According to a report commissioned by activist groups for immigrant rights, "multiple technology companies, including Amazon and Palantir, are of special importance to immigration authorities due to their involvement at multiple points in the profiling, tracking and apprehension of undocumented persons," explained Axios.

Organizations like Mijente, the National Immigration Project and the Immigrant Defense Project requested the investigation after new changes in ICE policy, and have highlighted "the importance of two key technology companies: Amazon, as the main provider of cloud services for the agency, and Palantir, as a case management provider that can be integrated with the key merger centers for the Department of Homeland Security (DHS) and local and state law enforcement agencies," the report explains.

The services offered by the technological giants are the following:

  • Palantir: provides management and analysis software for local, regional and federal authorities, including key ICE systems and the facilities of the Department of Homeland Security in California.
  • Amazon: hosts numerous key state and federal data systems for immigration law enforcement, including the integrated case management system of Palantir in ICE. In the same way, it works with the application of the state and local law that feeds the DHS systems.

Amazon has been a special focus of criticism after it was discovered that its web services platform (Amazon Web Services) signed a $6.8 billion contract with DHS for the storage of information, even though its CEO, Jeff Bezos, considered as the richest man on the planet, "has positioned himself as a philanthropist and ethical leader in labor issues," explained The Guardian.

For its part, Palantir, a data firm backed by the CIA and co-founded by open pro-Trumpist Peter Thiel, "provides a management system for national security investigations, a key criminal investigation division for ICE," the media continues.

Palantir designed a fundamental analytical tool called Falcon Search and Analysis that helps with data processing and intelligence reporting for authorities.

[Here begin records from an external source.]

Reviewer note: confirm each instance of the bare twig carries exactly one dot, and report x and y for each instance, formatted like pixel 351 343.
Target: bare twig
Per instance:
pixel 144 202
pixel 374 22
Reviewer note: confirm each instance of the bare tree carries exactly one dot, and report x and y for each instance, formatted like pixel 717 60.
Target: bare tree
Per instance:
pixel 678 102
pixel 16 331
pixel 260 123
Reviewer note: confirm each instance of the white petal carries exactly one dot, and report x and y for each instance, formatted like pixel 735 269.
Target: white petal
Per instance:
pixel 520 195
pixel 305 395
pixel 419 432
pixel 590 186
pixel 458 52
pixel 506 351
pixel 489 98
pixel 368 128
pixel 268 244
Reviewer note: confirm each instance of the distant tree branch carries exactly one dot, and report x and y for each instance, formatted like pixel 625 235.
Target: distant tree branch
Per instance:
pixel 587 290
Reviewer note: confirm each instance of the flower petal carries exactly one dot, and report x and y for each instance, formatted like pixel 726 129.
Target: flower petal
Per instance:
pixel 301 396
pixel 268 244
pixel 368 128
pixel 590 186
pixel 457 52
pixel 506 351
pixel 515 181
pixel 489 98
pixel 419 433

This is not the first time that there is speculation of technological collaboration with the anti-immigrant measures of the Trump Administration.

Only during the month of June, Palantir was accused of collaborating with the separation of immigrant families and children at the border after having designed the necessary software to achieve it.

During the first nine months of the Trump Administration, and while the ICE arrests increased by 42 percent, Palantir advised the government with technological strategies of mass surveillance and locating immigrants.

All of the data recovered by the company is stored on the Amazon platforms, to which Palantir pays around $600,000 a month for the service, explained the Technology Review.

In the same way, during the first months of the year, NBC News reported the existence of other ICE technology contracts such as those signed with Hewlett Packard Enterprise, Thomson Reuters, Microsoft, and Motorola Solutions.

Mijente's campaign to denounce these companies has been launched and argues "it not only threatens immigrant communities, but also marginalized ones."

The data processing strategies used by ICE is based on the collection of information, the construction of profiles of undocumented persons who can be deported and the detention of so many others under the new guidelines of the agency.

To this end, the government has allocated around 10 percent of the DHS budget in fiscal year 2019 (the largest federal government technology budget, according to government data), which will allow a much broader "level of surveillance" and that could include other communities such as people of color, detainees, people with a criminal record, left activists, etc.

"The Trump Administration is pushing an incredibly racist and xenophobic political agenda," Mijente field director Jacinta González told Fortune. "Tech and data companies’ involvement is part of this expansion. The government could be contracting tech companies for environmental reasons, but instead, it’s targeting communities of color, specifically people organizing for their rights."